If living on SEALAB wasn’t exactly scary, it could be tremendously uncomfortable, bordering on painful, and was every bit as alien as life on a spacecraft. For one thing, everyone sounded like Mickey Mouse. The atmosphere in the lab was 85 percent helium (nitrogen at that pressure makes people act drunk, so it was replaced with helium). At first many of the crew thought this hilarious, but eventually the squeaky, party-balloon voices got annoying, because the men couldn’t understand each other. (They even tested a “helium descrambler” designed to make the helium voices more intelligible.) According to the SEALAB II project report, “when asked, ‘How soon were you able to understand all nine other aquanauts quite well?’ the responses showed that 16 divers felt they could in one to two days, eight more by the end of four days, two more by the eleventh day, and one never.” Carpenter got laughs when he pulled out a ukelele and sang “Goodnight Irene” in squeaky voice. But the problem became more serious — or funnier — when he tried to put in a call to President Lyndon Johnson from SEALAB. Here’s the full recording, starting with the topside officer who asks White House operators to stand by:
In a public talk in 1986, Carpenter discussed some of the other oddities of life on SEALAB. In that weird, alien atmosphere, you couldn’t whistle. Matches didn’t light. Working outside the habitat chilled you to the bone (the crew tested heated suits, but they leaked). Said one aquanaut later, “You accept the fact that part of the day is going to be spent being miserable [miserably cold].” Said another: “It’s hard work, it takes a long time to do simple tasks in the water. It takes a good hour to replace a (light) bulb.”

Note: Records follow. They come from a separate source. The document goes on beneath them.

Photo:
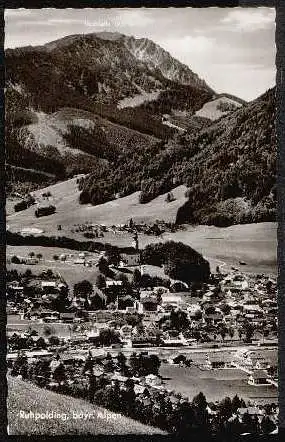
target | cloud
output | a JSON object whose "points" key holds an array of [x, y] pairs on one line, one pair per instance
{"points": [[188, 45], [17, 13], [248, 19], [132, 18]]}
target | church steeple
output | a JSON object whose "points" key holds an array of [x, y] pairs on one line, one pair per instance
{"points": [[135, 242]]}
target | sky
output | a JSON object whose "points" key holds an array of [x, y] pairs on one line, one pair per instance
{"points": [[232, 49]]}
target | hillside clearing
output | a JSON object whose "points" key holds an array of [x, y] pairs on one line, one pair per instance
{"points": [[211, 108]]}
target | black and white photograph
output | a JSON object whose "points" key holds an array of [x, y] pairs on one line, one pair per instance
{"points": [[141, 222]]}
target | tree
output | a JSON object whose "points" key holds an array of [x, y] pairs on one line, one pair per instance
{"points": [[231, 332], [54, 340], [225, 408], [83, 288], [136, 278], [121, 359], [100, 281]]}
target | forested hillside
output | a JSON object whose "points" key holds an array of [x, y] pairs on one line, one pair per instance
{"points": [[229, 168]]}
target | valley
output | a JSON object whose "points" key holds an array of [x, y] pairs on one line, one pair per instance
{"points": [[141, 243]]}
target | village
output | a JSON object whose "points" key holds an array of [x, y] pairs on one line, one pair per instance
{"points": [[135, 328]]}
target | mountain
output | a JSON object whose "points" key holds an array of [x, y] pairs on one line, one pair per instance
{"points": [[229, 168], [90, 83], [133, 118]]}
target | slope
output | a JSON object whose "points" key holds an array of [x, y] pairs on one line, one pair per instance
{"points": [[25, 397], [229, 168], [91, 74]]}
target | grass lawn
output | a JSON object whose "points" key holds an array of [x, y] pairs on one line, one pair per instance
{"points": [[67, 414], [254, 244], [215, 384]]}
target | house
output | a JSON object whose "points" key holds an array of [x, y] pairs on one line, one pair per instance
{"points": [[31, 261], [147, 304], [172, 342], [257, 360], [213, 318], [178, 286], [218, 360], [67, 317], [126, 331], [178, 359], [258, 377], [112, 283], [79, 261], [172, 300], [251, 411], [153, 380], [117, 377]]}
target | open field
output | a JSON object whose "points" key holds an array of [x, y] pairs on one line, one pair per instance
{"points": [[69, 211], [15, 324], [26, 397], [70, 272], [215, 384]]}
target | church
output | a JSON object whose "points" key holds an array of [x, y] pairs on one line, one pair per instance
{"points": [[132, 258]]}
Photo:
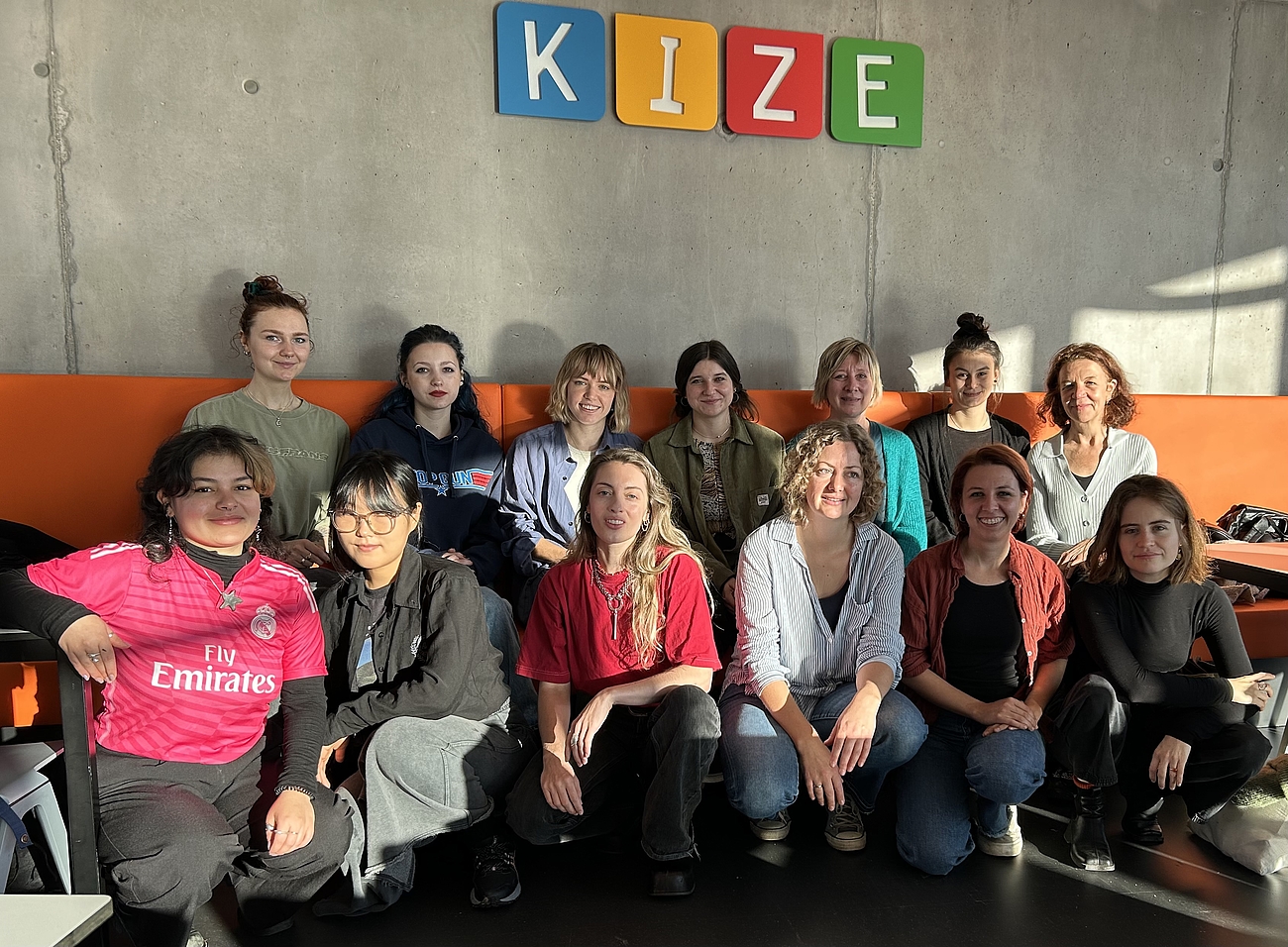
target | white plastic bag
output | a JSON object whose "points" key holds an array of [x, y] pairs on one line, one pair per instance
{"points": [[1252, 827]]}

The project report goes on for paragraphs enumerating the hardships, from skin rashes to headaches, and is fairly blunt for an official document:
Working inside Sealab was no picnic either. Crowded conditions in the entrance area presented probably the most vexatious problems. The entrance area was a bottleneck in a very literal sense. Men crowded around in bulky and uncomfortable gear waiting to get into the water. There was almost no place to stow gear out of the way. The habitat sat unevenly on the bottom, with a list of six degrees in two directions. As a result, drawers would slide open or shut, objects would fall off counters, and men would walk up or down hill while leaning sideways. Long hours of careful preparation were required to put a man in the water, and the work schedule was constantly interrupted, delayed, and revised by emergencies or necessities. Work time far exceeded an eight-hour day. Communications with topside and within the capsule were difficult at best, due to the problems of understanding helium speech, and aggravated by constant background noise which rose to a level rendering verbal communication nearly impossible when the Arawak pumps were running. Work involving writing was made difficult by lack of privacy and the fact that writing surfaces were not level and extremely limited in space.
And yet, like the early astronauts, the SEALAB crews suffered the indignities willingly, because they believed they were doing something historic in exploring the deep ocean frontier. The project scientists wrote: “The sentiment behind this high motivation was probably best expressed by one of the divers on Team 1 who, upon being congratulated, responded, “Hell, I’m no hero, 10,000 other Navy divers would have given their right arm to have been in Sealab.”